Hard disks are reported as having a mean time to failure (MTTF) of about 10 to 50 years [5, 6]. Thus, on a storage cluster with 10,000 disks, we should expect on average one disk to die per day.
Our first response is usually to add redundancy to the individual hardware components in order to reduce the failure rate of the system. Disks may be set up in a RAID configuration, servers may have dual power supplies and hot-swappable CPUs, and datacenters may have batteries and diesel generators for backup power. When one component dies, the redundant component can take its place while the broken component is replaced. This approach cannot completely prevent hardware problems from causing failures, but it is well understood and can often keep a machine running uninterrupted for years.
Until recently, redundancy of hardware components was sufficient for most applications, since it makes total failure of a single machine fairly rare. As long as you can restore a backup onto a new machine fairly quickly, the downtime in case of failure is not catastrophic in most applications. Thus, multi-machine redundancy was only required by a small number of applications for which high availability was absolutely essential.
However, as data volumes and applications’ computing demands have increased, more applications have begun using larger numbers of machines, which proportionally increases the rate of hardware faults. Moreover, in some cloud platforms such as Amazon Web Services (AWS) it is fairly common for virtual machine instances to become unavailable without warning , as the platforms are designed to prioritize flexibility and elasticity over single-machine reliability.
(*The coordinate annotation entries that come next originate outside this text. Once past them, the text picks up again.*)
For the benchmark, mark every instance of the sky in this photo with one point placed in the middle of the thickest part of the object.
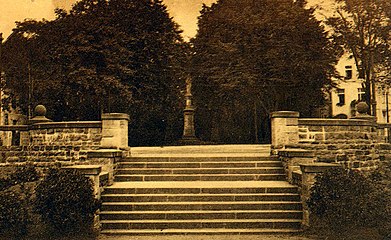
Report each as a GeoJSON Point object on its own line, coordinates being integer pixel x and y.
{"type": "Point", "coordinates": [184, 12]}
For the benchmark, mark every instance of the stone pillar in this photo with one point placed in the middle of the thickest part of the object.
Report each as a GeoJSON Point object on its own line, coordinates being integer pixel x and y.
{"type": "Point", "coordinates": [114, 130]}
{"type": "Point", "coordinates": [285, 129]}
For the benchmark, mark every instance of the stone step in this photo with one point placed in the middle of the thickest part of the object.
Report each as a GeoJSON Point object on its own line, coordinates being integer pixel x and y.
{"type": "Point", "coordinates": [165, 165]}
{"type": "Point", "coordinates": [201, 214]}
{"type": "Point", "coordinates": [160, 171]}
{"type": "Point", "coordinates": [201, 149]}
{"type": "Point", "coordinates": [171, 206]}
{"type": "Point", "coordinates": [202, 231]}
{"type": "Point", "coordinates": [199, 159]}
{"type": "Point", "coordinates": [200, 197]}
{"type": "Point", "coordinates": [202, 224]}
{"type": "Point", "coordinates": [201, 177]}
{"type": "Point", "coordinates": [199, 187]}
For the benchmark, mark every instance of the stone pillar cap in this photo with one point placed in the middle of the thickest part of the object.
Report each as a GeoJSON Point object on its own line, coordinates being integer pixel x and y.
{"type": "Point", "coordinates": [285, 114]}
{"type": "Point", "coordinates": [115, 116]}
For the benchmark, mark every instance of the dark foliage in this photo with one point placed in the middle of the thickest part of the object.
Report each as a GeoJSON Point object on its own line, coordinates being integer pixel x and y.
{"type": "Point", "coordinates": [13, 214]}
{"type": "Point", "coordinates": [15, 194]}
{"type": "Point", "coordinates": [102, 56]}
{"type": "Point", "coordinates": [255, 57]}
{"type": "Point", "coordinates": [66, 202]}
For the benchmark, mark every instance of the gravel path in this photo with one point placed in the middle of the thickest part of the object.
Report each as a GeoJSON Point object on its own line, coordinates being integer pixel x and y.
{"type": "Point", "coordinates": [208, 237]}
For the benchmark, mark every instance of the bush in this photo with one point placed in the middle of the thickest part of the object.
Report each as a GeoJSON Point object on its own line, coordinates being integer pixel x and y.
{"type": "Point", "coordinates": [13, 214]}
{"type": "Point", "coordinates": [15, 199]}
{"type": "Point", "coordinates": [65, 201]}
{"type": "Point", "coordinates": [345, 200]}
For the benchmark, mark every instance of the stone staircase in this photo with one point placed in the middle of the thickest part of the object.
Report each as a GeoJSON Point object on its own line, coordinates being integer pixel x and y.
{"type": "Point", "coordinates": [231, 189]}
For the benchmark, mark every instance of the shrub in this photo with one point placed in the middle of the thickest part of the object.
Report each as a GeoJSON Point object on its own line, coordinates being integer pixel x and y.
{"type": "Point", "coordinates": [343, 200]}
{"type": "Point", "coordinates": [13, 214]}
{"type": "Point", "coordinates": [15, 194]}
{"type": "Point", "coordinates": [65, 201]}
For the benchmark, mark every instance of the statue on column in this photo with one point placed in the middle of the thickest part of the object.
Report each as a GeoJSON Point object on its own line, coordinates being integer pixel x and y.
{"type": "Point", "coordinates": [188, 115]}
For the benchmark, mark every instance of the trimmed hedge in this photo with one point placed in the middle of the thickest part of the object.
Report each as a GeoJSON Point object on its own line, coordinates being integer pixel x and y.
{"type": "Point", "coordinates": [66, 202]}
{"type": "Point", "coordinates": [344, 201]}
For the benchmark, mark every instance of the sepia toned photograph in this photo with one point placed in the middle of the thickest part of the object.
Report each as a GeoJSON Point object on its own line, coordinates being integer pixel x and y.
{"type": "Point", "coordinates": [195, 119]}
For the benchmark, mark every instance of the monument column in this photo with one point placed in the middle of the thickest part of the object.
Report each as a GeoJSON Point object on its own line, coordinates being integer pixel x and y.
{"type": "Point", "coordinates": [188, 115]}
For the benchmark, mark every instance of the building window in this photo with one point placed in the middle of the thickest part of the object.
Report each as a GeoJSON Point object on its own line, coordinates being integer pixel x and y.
{"type": "Point", "coordinates": [6, 120]}
{"type": "Point", "coordinates": [341, 97]}
{"type": "Point", "coordinates": [361, 94]}
{"type": "Point", "coordinates": [348, 72]}
{"type": "Point", "coordinates": [361, 73]}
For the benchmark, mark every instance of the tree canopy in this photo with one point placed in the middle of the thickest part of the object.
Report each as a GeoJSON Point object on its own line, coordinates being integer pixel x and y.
{"type": "Point", "coordinates": [254, 57]}
{"type": "Point", "coordinates": [102, 56]}
{"type": "Point", "coordinates": [363, 28]}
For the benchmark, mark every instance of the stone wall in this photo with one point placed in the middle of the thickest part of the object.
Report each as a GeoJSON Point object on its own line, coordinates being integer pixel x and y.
{"type": "Point", "coordinates": [47, 143]}
{"type": "Point", "coordinates": [351, 142]}
{"type": "Point", "coordinates": [63, 143]}
{"type": "Point", "coordinates": [354, 143]}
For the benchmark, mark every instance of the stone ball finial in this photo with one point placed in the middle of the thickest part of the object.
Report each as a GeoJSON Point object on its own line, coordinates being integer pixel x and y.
{"type": "Point", "coordinates": [40, 110]}
{"type": "Point", "coordinates": [362, 107]}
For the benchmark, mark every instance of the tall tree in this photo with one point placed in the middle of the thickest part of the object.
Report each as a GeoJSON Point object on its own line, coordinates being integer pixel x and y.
{"type": "Point", "coordinates": [104, 56]}
{"type": "Point", "coordinates": [363, 28]}
{"type": "Point", "coordinates": [255, 57]}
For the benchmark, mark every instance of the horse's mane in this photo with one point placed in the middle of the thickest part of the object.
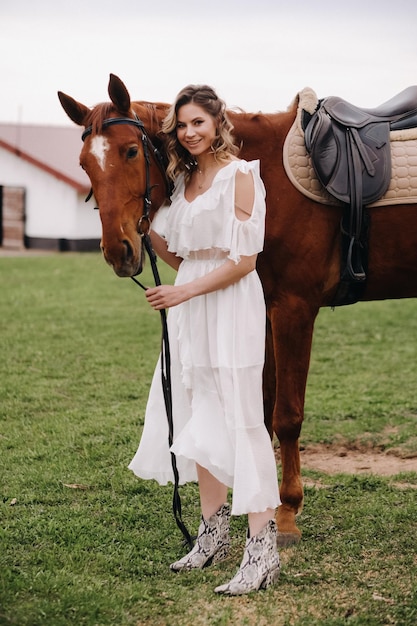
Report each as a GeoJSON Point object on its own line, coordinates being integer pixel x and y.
{"type": "Point", "coordinates": [97, 115]}
{"type": "Point", "coordinates": [148, 110]}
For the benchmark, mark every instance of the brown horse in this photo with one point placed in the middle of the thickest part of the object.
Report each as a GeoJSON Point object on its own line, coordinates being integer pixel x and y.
{"type": "Point", "coordinates": [300, 265]}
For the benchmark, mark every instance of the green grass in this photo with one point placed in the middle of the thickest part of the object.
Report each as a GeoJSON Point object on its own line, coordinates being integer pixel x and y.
{"type": "Point", "coordinates": [83, 542]}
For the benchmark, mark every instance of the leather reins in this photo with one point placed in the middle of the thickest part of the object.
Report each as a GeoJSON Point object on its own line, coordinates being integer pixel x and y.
{"type": "Point", "coordinates": [143, 229]}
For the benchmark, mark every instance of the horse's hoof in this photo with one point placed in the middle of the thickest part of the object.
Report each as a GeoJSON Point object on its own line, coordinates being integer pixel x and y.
{"type": "Point", "coordinates": [288, 539]}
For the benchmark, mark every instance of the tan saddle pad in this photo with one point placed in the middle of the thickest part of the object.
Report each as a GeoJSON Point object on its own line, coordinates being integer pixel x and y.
{"type": "Point", "coordinates": [299, 169]}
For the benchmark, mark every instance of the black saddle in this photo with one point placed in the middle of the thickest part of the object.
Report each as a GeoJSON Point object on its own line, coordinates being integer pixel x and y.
{"type": "Point", "coordinates": [351, 155]}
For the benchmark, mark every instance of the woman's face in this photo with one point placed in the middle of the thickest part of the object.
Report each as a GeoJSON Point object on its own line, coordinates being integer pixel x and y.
{"type": "Point", "coordinates": [196, 129]}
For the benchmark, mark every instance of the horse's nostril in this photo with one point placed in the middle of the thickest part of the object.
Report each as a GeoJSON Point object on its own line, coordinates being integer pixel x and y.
{"type": "Point", "coordinates": [129, 250]}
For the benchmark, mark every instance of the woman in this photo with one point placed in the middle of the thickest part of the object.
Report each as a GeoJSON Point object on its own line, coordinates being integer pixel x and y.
{"type": "Point", "coordinates": [213, 233]}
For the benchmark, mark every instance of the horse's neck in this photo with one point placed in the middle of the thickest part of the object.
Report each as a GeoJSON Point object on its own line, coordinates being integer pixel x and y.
{"type": "Point", "coordinates": [261, 134]}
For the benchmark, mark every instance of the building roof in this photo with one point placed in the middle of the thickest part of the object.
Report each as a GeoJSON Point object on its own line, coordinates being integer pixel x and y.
{"type": "Point", "coordinates": [54, 149]}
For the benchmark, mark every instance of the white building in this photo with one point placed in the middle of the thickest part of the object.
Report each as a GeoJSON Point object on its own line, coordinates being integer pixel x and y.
{"type": "Point", "coordinates": [43, 190]}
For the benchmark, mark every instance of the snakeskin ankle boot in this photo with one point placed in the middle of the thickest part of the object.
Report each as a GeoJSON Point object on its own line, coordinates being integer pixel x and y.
{"type": "Point", "coordinates": [212, 543]}
{"type": "Point", "coordinates": [260, 564]}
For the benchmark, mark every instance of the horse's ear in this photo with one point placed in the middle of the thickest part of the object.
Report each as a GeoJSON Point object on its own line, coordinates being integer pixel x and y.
{"type": "Point", "coordinates": [76, 111]}
{"type": "Point", "coordinates": [119, 95]}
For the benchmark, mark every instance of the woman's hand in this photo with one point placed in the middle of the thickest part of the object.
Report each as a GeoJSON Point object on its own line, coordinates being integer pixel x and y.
{"type": "Point", "coordinates": [166, 296]}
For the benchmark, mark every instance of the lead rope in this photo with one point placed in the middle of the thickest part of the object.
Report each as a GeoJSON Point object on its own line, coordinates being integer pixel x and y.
{"type": "Point", "coordinates": [167, 391]}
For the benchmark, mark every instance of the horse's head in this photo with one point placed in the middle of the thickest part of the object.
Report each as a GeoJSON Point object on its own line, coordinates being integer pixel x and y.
{"type": "Point", "coordinates": [123, 163]}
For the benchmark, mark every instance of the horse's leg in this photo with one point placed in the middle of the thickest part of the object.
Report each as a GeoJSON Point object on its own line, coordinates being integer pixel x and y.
{"type": "Point", "coordinates": [292, 322]}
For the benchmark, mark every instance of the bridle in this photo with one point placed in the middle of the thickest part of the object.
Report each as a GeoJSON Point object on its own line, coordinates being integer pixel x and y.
{"type": "Point", "coordinates": [143, 228]}
{"type": "Point", "coordinates": [144, 222]}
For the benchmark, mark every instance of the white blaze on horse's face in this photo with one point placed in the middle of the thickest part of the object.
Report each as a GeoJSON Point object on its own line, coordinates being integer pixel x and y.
{"type": "Point", "coordinates": [99, 147]}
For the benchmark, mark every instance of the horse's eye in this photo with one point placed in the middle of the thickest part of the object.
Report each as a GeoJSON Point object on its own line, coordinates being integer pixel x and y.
{"type": "Point", "coordinates": [132, 152]}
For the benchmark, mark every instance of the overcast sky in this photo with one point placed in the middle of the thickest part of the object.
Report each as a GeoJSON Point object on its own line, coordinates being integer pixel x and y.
{"type": "Point", "coordinates": [257, 53]}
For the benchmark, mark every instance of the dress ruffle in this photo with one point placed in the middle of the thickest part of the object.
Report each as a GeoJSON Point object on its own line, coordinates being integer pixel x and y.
{"type": "Point", "coordinates": [190, 228]}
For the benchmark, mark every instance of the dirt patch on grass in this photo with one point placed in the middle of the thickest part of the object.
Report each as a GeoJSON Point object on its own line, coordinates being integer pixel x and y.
{"type": "Point", "coordinates": [341, 459]}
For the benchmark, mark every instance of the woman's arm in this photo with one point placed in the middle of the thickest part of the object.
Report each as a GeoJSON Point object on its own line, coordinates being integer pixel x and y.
{"type": "Point", "coordinates": [166, 296]}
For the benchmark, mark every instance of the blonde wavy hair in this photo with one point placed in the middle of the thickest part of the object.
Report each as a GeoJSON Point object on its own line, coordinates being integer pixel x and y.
{"type": "Point", "coordinates": [223, 145]}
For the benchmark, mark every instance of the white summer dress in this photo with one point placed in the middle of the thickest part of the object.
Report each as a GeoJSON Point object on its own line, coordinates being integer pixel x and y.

Hence there is a move toward systems that can tolerate the loss of entire machines, by using software fault-tolerance techniques in preference or in addition to hardware redundancy. Such systems also have operational advantages: a single-server system requires planned downtime if you need to reboot the machine (to apply operating system security patches, for example), whereas a system that can tolerate machine failure can be patched one node at a time, without downtime of the entire system (a rolling upgrade; see Chapter 4).
-  Defined in “Approaches for Coping with Load” on page 17.